Irina shrugged. Men were such wimps about childbirth. She could still see Dave’s face turn green as Jack related -- in excruciating and unnecessary detail -- the story of Sydney’s birth. Honestly, if she’d bled as much as Jack had said, she would have been dead. How much blood had Dave lost when Sloane shot him? Or when they cut off his finger to prove to Jack that Dave was dead? Or when they somehow convinced him to run Project Christmas? How much blood? How many more tears would be shed? Irina looked down at her watch and said quickly, “So... I used the only weapon I still possessed. My---”
“Her mouth. Before I could deck that idiot, she said....”
“You try and push a bowling ball out of your ass and see if you don’t scream.”
Weiss was the first one to laugh. Then one by one, they all began to laugh together until finally even Vaughn’s mouth quirked upward and he gave a reluctant chuckle. Jack nudged his wife as everyone else enjoyed the release of tension. Finally. Finally, Vaughn looked less like a frozen wrinkle in time and might be more amenable to hearing what needed to be said. “Honey, now would be a good time...”
“I...It was...” Irina said softly, not wanting to see the need. “I was just doing my duty and...”
“Mom...” Sydney whispered, finally realizing what her father wanted her mother to do. “Remember? The roof? Just do it and get it over with.

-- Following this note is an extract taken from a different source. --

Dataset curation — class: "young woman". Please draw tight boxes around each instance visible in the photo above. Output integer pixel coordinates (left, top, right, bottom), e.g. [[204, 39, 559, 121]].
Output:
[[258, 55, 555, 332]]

You know that’s the only way to start.”
Irina nodded. “I suppose...” I suppose if I want to create a relationship with the man my daughter so unfortunately loves, I need to sacrifice my pride.
“And don’t say that Dad or I told you to apologize,” Sydney said with a small smile as she remembered that long-ago swat on her butt and a firmly-worded set of instructions.
“Chickie.” Jack cleared his throat.
“Don’t---”
“Do what you need to do and I won’t call you chickie.”
“I’m not some child---” Irina stopped, knowing she was being as stubborn as Sydney had been so long ago. Looking over at Agent Vaughn in the dim greyness of the plane’s cargo hold as he leaned against the crates in the center, she firmed her lips and stood up. Somehow she had a feeling she’d rather go through childbirth again than have this conversation. But like childbirth, some moments in life had to be endured. “Agent Vaughn? Might I have a word with you?”